Two days in a row, I had been receiving separate emails offering me huge amounts of money I can never ever earn even by working for 20 years.
One email came from someone who claimed to be from Singapore and is the external auditor for the United Overseas Bank. His name is Mr. Feng Zhao.
Mr. Zao said in the email that an investor with $15.7 million (not specified whether Singapore or United States dollar) died without any next of kin. He wanted me to act as the next of kin so that the money could be transferred to my account and for this effort, I will be given 20 percent of the amount plus the interest.
The other email came from a certain Azhar Asjad from Ivory Coast. Asjad said that his father was serving as director of a cocoa exporting board until he was assassinated by rebels in political uprising. His father left US$5.2 million which he and his mother wants to invest in my country in my name.
What huge amounts which could have been easily enticing but I was never enticed at all. I did not even spend one second to Google about them or the banks, places and circumstances mentioned. Had I done that, I would have lumped my self among their kind – the stupids.
This kind of scheme, Phishing, as it also called because these scammers fish for information, has existed for many years already. In many phishing activities in past, those thieves use masked internet addresses to lure potential victims into their sites to give confidential information. Many big, legitimate and well known websites have been used by phishers. For instance, paypal and eBay have been used. What these criminals do is that they change a few characters in the address. Paypal.com can easily become paypa1.com. Can you notice that I just changed the letter “l” to the number “1”? The victim who does not notice this will land on a webpage that will look exactly as the page of the website that is being spoofed and he will begin to input the confidential data which will lead him to his doom.

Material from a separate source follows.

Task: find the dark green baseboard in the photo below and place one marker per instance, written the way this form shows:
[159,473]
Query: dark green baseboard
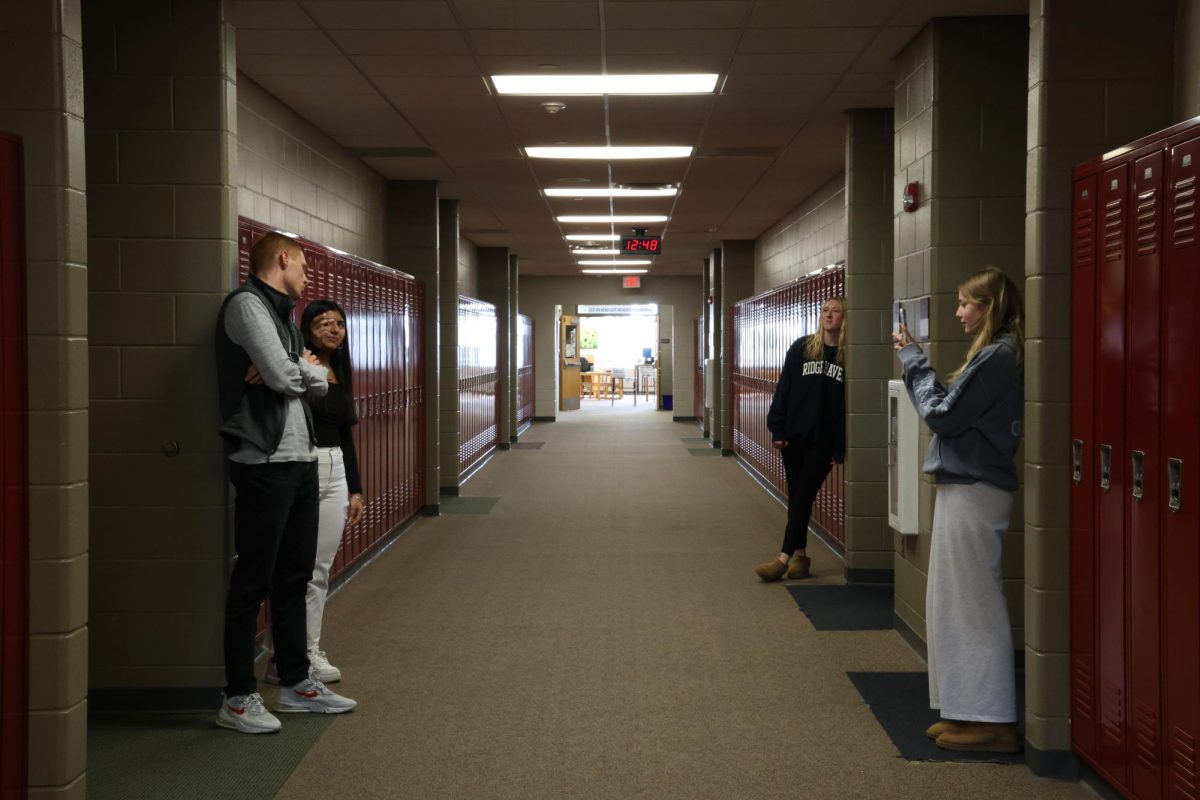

This kind of activity has made 9.9 million Americans victims while costing financial and business institutions lose $48 billion in Septmber 2003, according to the Federal Trade Commission.
I am not sure how many have been lured through the email scheme. But for the record, these email phishing is really easy to spot. First, the grammar is atrocious. Second, the offer is too good to be true. Third, a total stranger offers huge amounts to another stranger.
I pity these scammers but I pity the victims even more. Perhaps everything boils down to one common factor in both parties: greed. Ignorance is tolerable but greed is not.
I take consolation on the fact that despite the advances in technology, phishing scheme has deteriorated very badly. Read the emails and notice the grammar and spelling and you will know why.